9A: Developing a thesis statement

Today we took themes that we found in our graphic novels and tried to write thesis statements about them. Here’s a recap of class:

1) First, you should have brainstormed a list of thematic ideas (things, people, places, choices that came up over and over again in your graphic novel). Try writing more than one word. Instead of “depressing” maybe the better theme is “overcoming depression.”

2) Choose one of the topics you wrote down and do a free write: write for ten minutes about that topic in the book without stopping. If you can’t think of anything to write that doesn’t mean stop writing, it means keep writing “I don’t know what to write” until something else comes to mind.

3) Review what you wrote and underline any arguments or opinions you wrote down.

4) This is the hard part: turn those underlined phrases or sentences into a thesis statement.
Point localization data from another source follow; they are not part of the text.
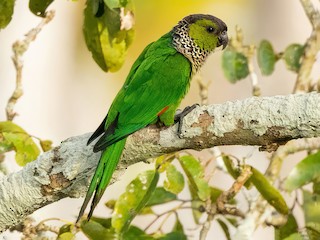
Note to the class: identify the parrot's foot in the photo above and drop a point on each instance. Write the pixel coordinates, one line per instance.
(178, 118)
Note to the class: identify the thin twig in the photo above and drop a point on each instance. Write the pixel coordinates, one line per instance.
(291, 147)
(226, 196)
(19, 48)
(220, 205)
(204, 90)
(248, 51)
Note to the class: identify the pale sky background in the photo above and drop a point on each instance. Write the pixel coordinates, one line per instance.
(66, 94)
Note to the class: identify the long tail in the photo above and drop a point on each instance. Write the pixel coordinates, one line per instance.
(108, 161)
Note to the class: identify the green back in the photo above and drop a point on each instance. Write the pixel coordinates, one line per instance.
(159, 78)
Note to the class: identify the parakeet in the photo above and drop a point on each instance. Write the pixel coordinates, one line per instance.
(153, 90)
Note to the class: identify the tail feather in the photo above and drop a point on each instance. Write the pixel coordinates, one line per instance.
(107, 164)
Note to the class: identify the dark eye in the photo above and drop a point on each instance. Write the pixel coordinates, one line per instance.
(210, 29)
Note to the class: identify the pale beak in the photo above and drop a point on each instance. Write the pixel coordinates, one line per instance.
(223, 39)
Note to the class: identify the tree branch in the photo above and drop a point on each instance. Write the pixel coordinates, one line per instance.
(66, 170)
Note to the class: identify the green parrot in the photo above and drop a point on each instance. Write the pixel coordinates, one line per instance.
(152, 92)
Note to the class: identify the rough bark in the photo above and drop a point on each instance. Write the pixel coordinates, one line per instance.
(66, 170)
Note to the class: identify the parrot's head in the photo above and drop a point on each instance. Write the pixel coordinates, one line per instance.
(197, 35)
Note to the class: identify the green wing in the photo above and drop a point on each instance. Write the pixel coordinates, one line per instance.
(159, 79)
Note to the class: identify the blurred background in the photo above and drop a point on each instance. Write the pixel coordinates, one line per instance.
(67, 94)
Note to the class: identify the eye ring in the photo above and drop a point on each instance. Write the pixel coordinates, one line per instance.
(210, 29)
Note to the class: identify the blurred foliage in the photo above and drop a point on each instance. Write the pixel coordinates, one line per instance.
(6, 12)
(142, 194)
(13, 137)
(236, 58)
(266, 57)
(39, 7)
(108, 31)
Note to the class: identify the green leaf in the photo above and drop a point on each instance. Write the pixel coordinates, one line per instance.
(224, 228)
(175, 183)
(295, 236)
(46, 145)
(65, 232)
(105, 222)
(110, 204)
(6, 12)
(313, 230)
(266, 57)
(135, 233)
(160, 196)
(232, 170)
(199, 188)
(286, 230)
(112, 4)
(234, 65)
(136, 196)
(15, 137)
(269, 193)
(196, 205)
(304, 172)
(195, 174)
(96, 231)
(174, 236)
(39, 7)
(311, 209)
(178, 226)
(292, 56)
(109, 35)
(214, 194)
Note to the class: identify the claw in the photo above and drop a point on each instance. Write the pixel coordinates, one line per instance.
(178, 118)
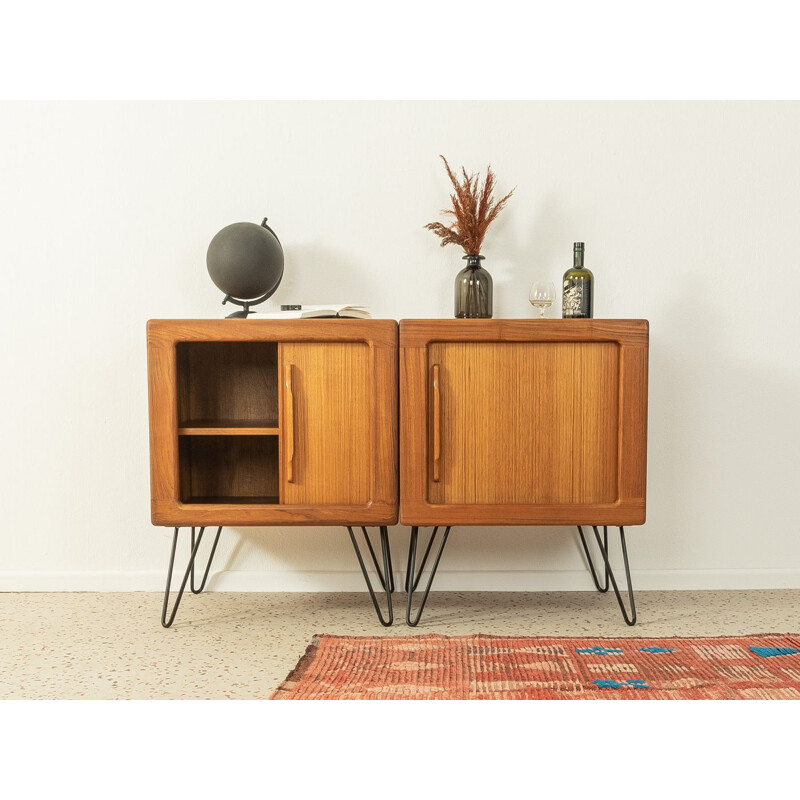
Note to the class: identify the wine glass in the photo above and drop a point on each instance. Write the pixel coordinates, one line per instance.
(542, 296)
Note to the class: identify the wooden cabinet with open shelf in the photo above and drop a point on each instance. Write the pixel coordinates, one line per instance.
(259, 422)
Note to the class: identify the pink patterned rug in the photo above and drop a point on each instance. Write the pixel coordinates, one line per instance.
(482, 667)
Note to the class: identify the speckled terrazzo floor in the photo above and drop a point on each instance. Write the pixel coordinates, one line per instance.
(242, 645)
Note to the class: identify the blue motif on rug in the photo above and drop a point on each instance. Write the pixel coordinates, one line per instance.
(768, 652)
(630, 684)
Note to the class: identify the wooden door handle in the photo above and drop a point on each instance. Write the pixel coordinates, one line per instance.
(289, 423)
(437, 434)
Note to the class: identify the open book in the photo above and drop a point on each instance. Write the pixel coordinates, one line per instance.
(311, 312)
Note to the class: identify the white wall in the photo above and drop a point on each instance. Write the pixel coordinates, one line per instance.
(690, 216)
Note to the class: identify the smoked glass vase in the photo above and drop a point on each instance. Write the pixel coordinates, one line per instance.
(473, 298)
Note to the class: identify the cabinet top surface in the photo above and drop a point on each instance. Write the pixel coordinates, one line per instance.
(418, 332)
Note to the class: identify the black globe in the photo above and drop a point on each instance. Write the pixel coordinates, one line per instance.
(245, 261)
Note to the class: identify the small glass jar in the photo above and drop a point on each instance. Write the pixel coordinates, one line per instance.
(473, 290)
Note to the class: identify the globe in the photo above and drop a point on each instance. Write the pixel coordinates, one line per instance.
(245, 261)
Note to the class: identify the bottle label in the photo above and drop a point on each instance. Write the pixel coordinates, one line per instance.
(576, 298)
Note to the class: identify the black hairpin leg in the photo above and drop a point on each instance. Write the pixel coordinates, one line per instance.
(603, 547)
(195, 546)
(385, 576)
(412, 580)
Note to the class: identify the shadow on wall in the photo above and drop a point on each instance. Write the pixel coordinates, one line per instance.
(317, 275)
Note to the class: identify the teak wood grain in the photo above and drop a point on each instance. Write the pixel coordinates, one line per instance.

This checklist should help:

Length and format:
-Thesis statements are only 1-2 sentences
-Reads like an argument or an opinion
-The argument or opinion is backed up with how the author is going to prove their argument
“So What?”
-Thesis statement specifically references your book or character by name
-Uses the character or book to explain something larger, like something about human personality or society.
Basically, why is this thesis idea important outside of the book?
-Uses strong verbs like “shows,” “demonstrates,” “reveals,”
-Uses key words like “because,” “since,” “however,” “despite” or other words that can connect two ideas

If you left class today unsure today about what you did, we’ll revisit this tomorrow. The goal is that everyone will leave class tomorrow with an excellent and analytical thesis statement.